RunRev Script Editor and Linux

Peter Alcibiades palcibiades-first at yahoo.co.uk
Thu Jul 15 04:28:06 EDT 2010


I'm not (publicly at least) telling Kevin how to run his business.  I am
saying to him, I bought it, and I want it to work.  That is an entirely
legitimate point to make, first privately, then publicly if that has no
results.

Are native Linux apps distro and installation specific?  No.  Are they
compiled individually?  Yes.  You can download the source code for gedit and
compile it on any Linux installation with the classic

     configure
     make
     make install

We do not have a version of gedit which is tweaked for ion2 or Debian.  We
have a version of gedit that is written to be compileable so as to run on
any Linux.

Installation differs from distro to distro, because the various files may be
in different places, and they use different package managers.  The source
code is the same however.   But this specific install issue is not what is
going wrong with Rev.  It is not being released in an apt or rpm version for
installation, its being released as a universal binary that should just run
from the home directory, from /etc - from anyplace.  

Take RealBasic.  You download a package.  From memory, they have deb, rpm
and universal binary versions.  I picked the universal binary, put it in my
home directory, fired it up, and it runs.  If its correctly written why
wouldn't it?  If RealBasic can do it, Rev can do it.

We need to accept the real situation.  This is not about whether some of us
are suited to a particular programming language more than another.  Rev
suits me perfectly, when it works.  Its about whether core functionality of
a particular programming language works as required and as advertised.

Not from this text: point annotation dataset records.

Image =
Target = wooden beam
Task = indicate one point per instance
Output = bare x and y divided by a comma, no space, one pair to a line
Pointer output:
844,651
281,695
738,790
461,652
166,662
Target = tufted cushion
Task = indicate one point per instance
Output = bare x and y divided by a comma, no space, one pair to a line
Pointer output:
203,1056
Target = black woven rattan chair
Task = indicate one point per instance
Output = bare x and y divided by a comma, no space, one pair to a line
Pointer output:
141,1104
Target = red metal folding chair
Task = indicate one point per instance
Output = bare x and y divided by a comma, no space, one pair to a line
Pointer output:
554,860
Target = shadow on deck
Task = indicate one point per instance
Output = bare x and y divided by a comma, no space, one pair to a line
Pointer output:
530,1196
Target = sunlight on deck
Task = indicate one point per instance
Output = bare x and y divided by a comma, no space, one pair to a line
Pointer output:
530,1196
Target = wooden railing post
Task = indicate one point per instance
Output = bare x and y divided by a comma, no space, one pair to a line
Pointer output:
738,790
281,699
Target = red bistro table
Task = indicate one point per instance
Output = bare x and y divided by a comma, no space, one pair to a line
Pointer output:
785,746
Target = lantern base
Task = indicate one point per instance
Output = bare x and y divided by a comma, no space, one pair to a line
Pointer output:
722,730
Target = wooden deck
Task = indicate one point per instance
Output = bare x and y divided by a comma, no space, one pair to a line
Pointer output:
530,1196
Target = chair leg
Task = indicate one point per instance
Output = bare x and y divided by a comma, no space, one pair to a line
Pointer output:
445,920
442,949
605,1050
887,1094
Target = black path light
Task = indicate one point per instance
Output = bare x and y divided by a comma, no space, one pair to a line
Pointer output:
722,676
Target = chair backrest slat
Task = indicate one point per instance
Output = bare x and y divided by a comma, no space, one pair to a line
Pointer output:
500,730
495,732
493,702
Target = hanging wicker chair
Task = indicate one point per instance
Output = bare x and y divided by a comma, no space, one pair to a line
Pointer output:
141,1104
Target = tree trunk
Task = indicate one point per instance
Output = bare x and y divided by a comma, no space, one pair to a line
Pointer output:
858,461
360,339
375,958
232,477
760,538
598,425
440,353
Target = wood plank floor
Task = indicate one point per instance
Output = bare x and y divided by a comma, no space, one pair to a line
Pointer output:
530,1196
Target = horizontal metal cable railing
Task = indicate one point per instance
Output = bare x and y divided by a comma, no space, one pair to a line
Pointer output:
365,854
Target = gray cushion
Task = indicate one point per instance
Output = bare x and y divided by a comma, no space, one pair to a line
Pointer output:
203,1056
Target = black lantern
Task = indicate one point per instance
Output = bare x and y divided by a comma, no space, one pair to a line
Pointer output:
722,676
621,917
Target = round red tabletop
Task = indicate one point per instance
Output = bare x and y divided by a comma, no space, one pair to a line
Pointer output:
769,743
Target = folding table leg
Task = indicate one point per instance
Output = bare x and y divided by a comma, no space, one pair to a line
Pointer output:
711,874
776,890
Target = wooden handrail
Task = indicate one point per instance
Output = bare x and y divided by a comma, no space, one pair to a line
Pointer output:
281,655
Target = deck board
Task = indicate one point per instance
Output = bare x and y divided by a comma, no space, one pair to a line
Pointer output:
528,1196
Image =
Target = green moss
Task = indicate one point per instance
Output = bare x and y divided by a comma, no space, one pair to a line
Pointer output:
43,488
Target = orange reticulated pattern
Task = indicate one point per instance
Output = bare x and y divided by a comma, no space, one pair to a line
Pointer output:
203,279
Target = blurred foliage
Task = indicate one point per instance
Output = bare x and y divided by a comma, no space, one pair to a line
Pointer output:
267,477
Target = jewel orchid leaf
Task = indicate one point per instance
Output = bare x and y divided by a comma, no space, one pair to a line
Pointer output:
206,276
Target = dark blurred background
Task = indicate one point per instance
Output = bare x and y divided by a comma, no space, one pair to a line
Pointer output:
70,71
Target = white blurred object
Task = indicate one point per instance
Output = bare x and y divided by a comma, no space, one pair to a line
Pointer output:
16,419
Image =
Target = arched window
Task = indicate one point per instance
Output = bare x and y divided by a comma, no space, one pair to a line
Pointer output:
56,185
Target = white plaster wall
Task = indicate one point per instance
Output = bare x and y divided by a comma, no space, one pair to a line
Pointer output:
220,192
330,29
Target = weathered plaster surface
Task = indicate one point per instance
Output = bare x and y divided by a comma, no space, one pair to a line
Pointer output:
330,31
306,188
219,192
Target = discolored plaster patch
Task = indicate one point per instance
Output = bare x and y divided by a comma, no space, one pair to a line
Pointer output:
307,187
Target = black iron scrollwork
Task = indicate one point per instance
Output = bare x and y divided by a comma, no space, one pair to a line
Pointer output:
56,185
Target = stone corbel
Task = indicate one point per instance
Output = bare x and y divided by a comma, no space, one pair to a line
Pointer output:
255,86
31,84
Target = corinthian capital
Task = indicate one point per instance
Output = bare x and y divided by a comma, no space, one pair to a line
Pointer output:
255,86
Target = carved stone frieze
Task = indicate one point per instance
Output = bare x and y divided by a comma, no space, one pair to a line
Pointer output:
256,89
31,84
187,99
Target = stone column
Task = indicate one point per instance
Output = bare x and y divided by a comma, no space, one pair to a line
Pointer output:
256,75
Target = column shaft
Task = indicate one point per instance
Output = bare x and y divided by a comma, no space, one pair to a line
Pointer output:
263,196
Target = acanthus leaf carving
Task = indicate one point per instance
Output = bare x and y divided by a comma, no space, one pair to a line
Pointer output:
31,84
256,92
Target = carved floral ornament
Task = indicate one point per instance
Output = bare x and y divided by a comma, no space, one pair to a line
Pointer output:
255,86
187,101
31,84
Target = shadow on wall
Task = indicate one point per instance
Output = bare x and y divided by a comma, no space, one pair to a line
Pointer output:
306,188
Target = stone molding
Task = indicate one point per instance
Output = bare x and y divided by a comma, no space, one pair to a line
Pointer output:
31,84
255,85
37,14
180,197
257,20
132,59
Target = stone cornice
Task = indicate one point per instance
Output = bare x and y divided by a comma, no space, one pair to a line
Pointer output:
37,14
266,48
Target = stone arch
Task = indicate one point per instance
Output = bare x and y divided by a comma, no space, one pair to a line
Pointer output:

Its not about standardizing on one distro.  Python does not have to
standardize on one distro, gedit does not, RealBasic does not, neither does
Rev.  The task is to run on Linux.  That's the standard.  If it don't run on
a plain vanilla install of Debian or Suse or Red Hat, it ain't a product.

It is not that Rev works perfectly, but only on one distro that it has
standardized on.  It does not work properly on any distro.  This is why,
while releasing a community distro with Rev preinstalled might be a step
towards diagnosing the problem,  it is not the solution to the problem.

It is not that some of us do not have the dependencies that Rev needs either
installed, properly installed, or properly configured.   This could happen I
suppose, but it is Rev's problem and not ours if it does.  A well behaved
Linux application will test for the short list of dependencies that Rev has
and notify the user if they are missing.   And they are, incidentally,
minimal.  It will be hard to find a mainstream distribution that does not
include them.

I have found Window Managers Rev will not run on.  I've not found a distro
it will not run on. 

It is not about whether Linux is suitable for the desktop.  It is, but if
even were it not, this would not be a valid excuse for releasing product
that does not work on it.  If you really don't think its suitable for the
desktop, don't sell product that is doomed for failure when attempting to
run on it.  Of course, Linux is perfectly suitable for the desktop, and
there is no reason why you cannot have stable applications on it. 
Debian/Ubuntu/Fedora/Suse have tens of thousands of them.

Should we use workarounds?

In a way yes, that was a route I took in the beginning.  The editor crashes,
use Geany.  The fonts don't show, use the few ones that do.  Printing?  Use
awk to reformat, or output to a handwritten .rtf file and pipe it into
OpenOffice.  Of course, all this is the reverse of write once and run
everywhere, but still.  The screen?  Reset the resolution every time you use
Rev?  This is where I draw the line.  No, I'm not doing that.  As a
customer, I won't be treated like this by any company.

What should we do for Rev?  It seems to me that the best thing we could do
for them is, stop making excuses for them.  Python, RealBasic, PyQT, PyGTK,
Perl, Lua.... they all run on Linux without all this stuff.  There is no
reason Rev cannot too.  It must, if its to have a future on the platform.